If you are managing your own business, you want to know how much cash you are spending or “burning”. That figure, how much money you spend each period, is your cash burn rate. Every entrepreneur should know this number.
Cash Burn Rate Definition
The Cash Burn Rate is the amount of money that is being used up by a business in a given period of time. You can compare this to a car engine. How much fuel does the engine use or burn to drive one kilometer? The cash burn rate tells you how much cash your business is burning to continue or drive for one month (or any other period over which you would like to measure it). The total number of months your business can continue without running out of money is your cash runway.
Cash Burn Rate Calculation
The Gross Cash Burn Rate only takes into account the cash outflow of your business. It ignores the cash inflow your business generates (from revenue and other sources of cash). You can calculate the gross cash burn rate by adding all cash payments over a given period of time (usually one month).
Monthly Gross Cash Burn Rate = the sum of all outgoing cash payments during a month, the total cash that is spent each month.
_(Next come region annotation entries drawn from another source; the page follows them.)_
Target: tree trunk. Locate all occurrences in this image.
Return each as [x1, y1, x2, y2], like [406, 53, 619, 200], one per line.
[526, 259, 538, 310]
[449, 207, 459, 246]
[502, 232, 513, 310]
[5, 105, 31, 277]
The Net Cash Burn Rate starts from all the cash flowing into your business
Monthly Net Cash Burn Rate = monthly cash inflow – monthly cash outflow = the sum of all the cash flowing into the business – the sum of all the cash flowing out of the business, on average during a month (usually calculated as the average over the last 6 or 12 months).
For example: at the start of the year, you had 150k on your bank account. Now, by the end of June, your bank account shows a balance of 90k. As a result, the monthly net cash burn of your business over the last six months is 10k.
Cash Runway Definition
The Cash Runway of your business tells you how much longer you can keep running the business without running out of cash.
Measuring your cash runway is important. Especially when your current cash outflow is higher than your cash inflow. In that case, you are burning cash every month. Then you need to get a view on how much longer this can continue.
In the example above, the monthly net cash burn rate was 10k. With a current bank balance of 90k, the cash runway of the business is 9 months. In other words, if no additional money comes in and the monthly cash burn rate stays the same, the business would run out of cash after 9 months.